Nós temos a política LGBT com mais serviços e mais investimento da América do Sul, isso é resultado do trabalho do coordenador anterior, Julian Rodrigues, da nossa equipe, do compromisso dos secretários que passaram pela Secretaria Municipal de Direitos Humanos e Cidadania, mas também de muita dedicação pessoal. Houve um enfrentamento com uma concepção antiga da política de Assistência Social que hoje resulta no primeiro centro de acolhida exclusivo para trans em situação de rua do país.

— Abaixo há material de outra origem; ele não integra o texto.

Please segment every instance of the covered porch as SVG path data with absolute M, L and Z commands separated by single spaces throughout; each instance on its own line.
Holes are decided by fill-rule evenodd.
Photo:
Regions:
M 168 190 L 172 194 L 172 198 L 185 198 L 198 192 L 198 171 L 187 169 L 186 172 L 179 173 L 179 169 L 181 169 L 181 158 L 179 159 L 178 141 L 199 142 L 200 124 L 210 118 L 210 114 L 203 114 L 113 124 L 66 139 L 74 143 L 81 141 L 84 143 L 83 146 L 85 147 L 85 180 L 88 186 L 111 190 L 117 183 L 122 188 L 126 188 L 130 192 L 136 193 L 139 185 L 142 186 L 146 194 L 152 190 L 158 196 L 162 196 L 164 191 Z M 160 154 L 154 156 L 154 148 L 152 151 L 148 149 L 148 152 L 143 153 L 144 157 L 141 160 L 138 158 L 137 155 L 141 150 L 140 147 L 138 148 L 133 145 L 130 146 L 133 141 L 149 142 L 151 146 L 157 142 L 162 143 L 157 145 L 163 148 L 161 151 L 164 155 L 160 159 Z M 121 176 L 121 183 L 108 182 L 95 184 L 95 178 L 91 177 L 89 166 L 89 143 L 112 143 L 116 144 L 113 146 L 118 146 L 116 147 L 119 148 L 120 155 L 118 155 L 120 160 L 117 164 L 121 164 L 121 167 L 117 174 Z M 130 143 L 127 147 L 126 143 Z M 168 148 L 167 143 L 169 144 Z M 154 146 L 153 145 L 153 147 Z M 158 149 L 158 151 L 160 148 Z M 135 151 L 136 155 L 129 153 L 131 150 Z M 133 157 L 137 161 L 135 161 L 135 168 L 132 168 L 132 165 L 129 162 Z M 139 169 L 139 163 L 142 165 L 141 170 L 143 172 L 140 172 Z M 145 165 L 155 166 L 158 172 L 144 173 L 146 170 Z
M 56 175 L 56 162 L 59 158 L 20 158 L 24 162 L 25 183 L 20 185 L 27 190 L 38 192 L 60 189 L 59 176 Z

Recentemente uma tentativa de fechamento do Ibirapuera aos sábados à noite por conta da frequência LGBT nos levou a um embate com a segurança do parque, que levou a pior, ou seja, não permitimos que o preconceito vencesse mais uma queda de braço.
Nosso orçamento, o maior do Brasil para essa política, também é fruto de uma dedicação pessoal, de diálogo permanente com a Câmara Municipal, em especial nos momentos de tramitação da legislação orçamentária.
Principalmente, a política LGBT de São Paulo fez a transição de uma política de entretenimento e visibilidade para uma política essencialmente social, com prioridade objetiva para ajudar quem mais sofre as consequências da discriminação. Não fruto de uma influência pessoal direta, mas de um trabalho que nós coordenamos, mas talvez o legado mais importante que deixamos é uma percepção na consciência política de São Paulo de que investir em direitos LGBT é positivo pra toda a cidade.
Ao contrário de 2012, essa eleição não foi marcada pelo ataque aos direitos LGBT. Todas as candidaturas, ou defenderam essa agenda ou se silenciaram. Em quase todo o Brasil não foi assim. Aqui o diferencial é que mostramos que é possível fazer essas políticas e fazer isso de maneira a convencer a sociedade e a opinião pública da importância delas. O reconhecimento e sermos parte da Rainbow Cities Network é exemplo disso. O que fizemos vai ficar e dificilmente haverá retrocessos nisso.